Contrariamente a quanto sosteneva nel 1975 il Rapporto alla Commissione Trilaterale che abbiamo citato prima, secondo il quale la crescita della partecipazione avrebbe condotto ad una crisi della democrazia, il “malessere democratico” è scaturito in questi anni proprio dallo scollamento fra cittadini ed élite. Abituate a rimuovere il conflitto, a considerare secondario il consenso popolare riguardo alle decisioni politiche, le élite hanno a lungo etichettato i cittadini delusi in modo sprezzante: emotivi (come se le emozioni non avessero sempre un peso determinante nelle relazioni politiche e sociali), incompetenti, vittime di fake news. È una strada che impedisce un’adeguata comprensione dei cambiamenti che attraversano le nostre società e non consente di ricostruire legami di fiducia, come hanno sperimentato molti membri delle élite partitiche tradizionali che hanno provato a percorrerla. Sono possibili altre strade? Negli ultimi anni, alcuni partiti definiti “neopopulisti” hanno trovato nuovi canali di collegamento con la “gente” e lo hanno fatto seguendo strade a volte differenti: alcune formazioni “esclusive” hanno tematizzato la risposta nazionalista alla globalizzazione; altre, “inclusive”, hanno tematizzato soprattutto la critica alla disuguaglianza che caratterizza le nostre società per responsabilità delle scelte prese dalle élite (che non sono solo la classe politica, ovviamente, bensì anche le élite economiche e intellettuali, spesso abili a scaricare sulla classe politica ogni responsabilità). Sono attori nuovi (o rinnovati) che, in modi diversi, cercano di dare forma ai conflitti che emergono nella contemporaneità.

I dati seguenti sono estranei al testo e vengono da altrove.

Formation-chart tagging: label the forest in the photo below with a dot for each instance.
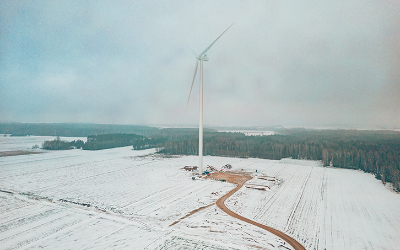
(372, 151)
(376, 152)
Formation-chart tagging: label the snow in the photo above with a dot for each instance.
(121, 198)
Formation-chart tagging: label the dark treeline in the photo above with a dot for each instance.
(57, 144)
(71, 129)
(96, 142)
(376, 152)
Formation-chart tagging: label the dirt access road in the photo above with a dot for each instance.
(239, 180)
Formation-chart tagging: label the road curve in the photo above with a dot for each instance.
(221, 204)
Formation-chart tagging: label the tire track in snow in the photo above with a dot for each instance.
(221, 204)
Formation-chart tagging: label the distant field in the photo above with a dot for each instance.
(122, 198)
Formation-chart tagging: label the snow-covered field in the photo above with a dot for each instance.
(122, 198)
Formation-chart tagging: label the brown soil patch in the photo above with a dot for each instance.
(17, 152)
(240, 180)
(231, 177)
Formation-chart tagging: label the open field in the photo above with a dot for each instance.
(121, 198)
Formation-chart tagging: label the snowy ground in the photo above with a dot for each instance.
(121, 198)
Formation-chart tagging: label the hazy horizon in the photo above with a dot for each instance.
(294, 64)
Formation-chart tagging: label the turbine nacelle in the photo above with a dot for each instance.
(204, 58)
(200, 58)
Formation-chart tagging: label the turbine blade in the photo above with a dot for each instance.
(205, 51)
(192, 51)
(191, 87)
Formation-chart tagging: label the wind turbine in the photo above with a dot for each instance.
(200, 58)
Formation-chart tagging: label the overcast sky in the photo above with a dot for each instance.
(291, 63)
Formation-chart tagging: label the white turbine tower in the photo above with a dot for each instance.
(201, 57)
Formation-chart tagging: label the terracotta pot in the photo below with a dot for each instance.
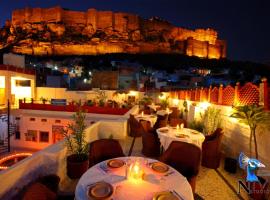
(76, 167)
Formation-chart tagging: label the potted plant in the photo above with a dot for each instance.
(211, 120)
(101, 97)
(253, 116)
(74, 133)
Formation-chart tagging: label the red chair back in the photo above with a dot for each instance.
(150, 140)
(162, 121)
(174, 122)
(135, 128)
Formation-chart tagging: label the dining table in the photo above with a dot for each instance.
(107, 178)
(151, 118)
(154, 107)
(168, 134)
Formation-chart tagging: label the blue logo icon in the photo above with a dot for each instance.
(250, 165)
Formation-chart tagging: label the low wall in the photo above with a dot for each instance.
(51, 160)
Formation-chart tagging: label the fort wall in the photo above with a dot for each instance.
(198, 42)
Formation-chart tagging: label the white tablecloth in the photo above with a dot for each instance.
(154, 107)
(151, 118)
(166, 138)
(164, 112)
(128, 190)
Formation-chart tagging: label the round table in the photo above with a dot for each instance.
(169, 134)
(154, 107)
(164, 112)
(142, 190)
(151, 118)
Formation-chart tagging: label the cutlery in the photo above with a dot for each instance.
(169, 173)
(178, 195)
(103, 168)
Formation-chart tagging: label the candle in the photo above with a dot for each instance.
(182, 126)
(135, 172)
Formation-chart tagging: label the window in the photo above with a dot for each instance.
(58, 121)
(31, 135)
(23, 83)
(17, 135)
(43, 136)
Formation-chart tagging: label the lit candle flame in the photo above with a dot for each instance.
(182, 125)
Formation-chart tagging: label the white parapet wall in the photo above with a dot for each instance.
(51, 160)
(236, 134)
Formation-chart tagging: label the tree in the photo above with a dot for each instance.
(253, 116)
(75, 136)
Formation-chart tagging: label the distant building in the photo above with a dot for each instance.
(14, 59)
(107, 80)
(16, 83)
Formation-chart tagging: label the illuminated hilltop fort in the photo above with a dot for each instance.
(56, 31)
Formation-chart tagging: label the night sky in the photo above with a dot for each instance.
(245, 24)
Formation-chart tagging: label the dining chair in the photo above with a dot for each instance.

Baricco invita a diffidare della riduzione della complessità che spesso accompagna la critica alle élite. Ha ragione: la complessità è ineludibile. Mazzuccato, nella sua chiusura, ha rivolto l’attenzione verso quella complessità che esiste nella società e che spesso resta attutita nelle rappresentazioni prevalenti. Si tratta dei movimenti, dei cittadini attivi impegnati per la salvaguardia e il buon funzionamento delle istituzioni collettive, per un utilizzo virtuoso dei dati: “bisogna guardare queste nuove forme di relazione, capirle e moltiplicarle”. Ne conveniamo. E pensiamo che questa sia una grande sfida per il futuro: servono attori che siano in grado di comprendere e gestire la complessità, recuperando un rapporto profondo con le cittadine e i cittadini, con le loro necessità e i loro desideri.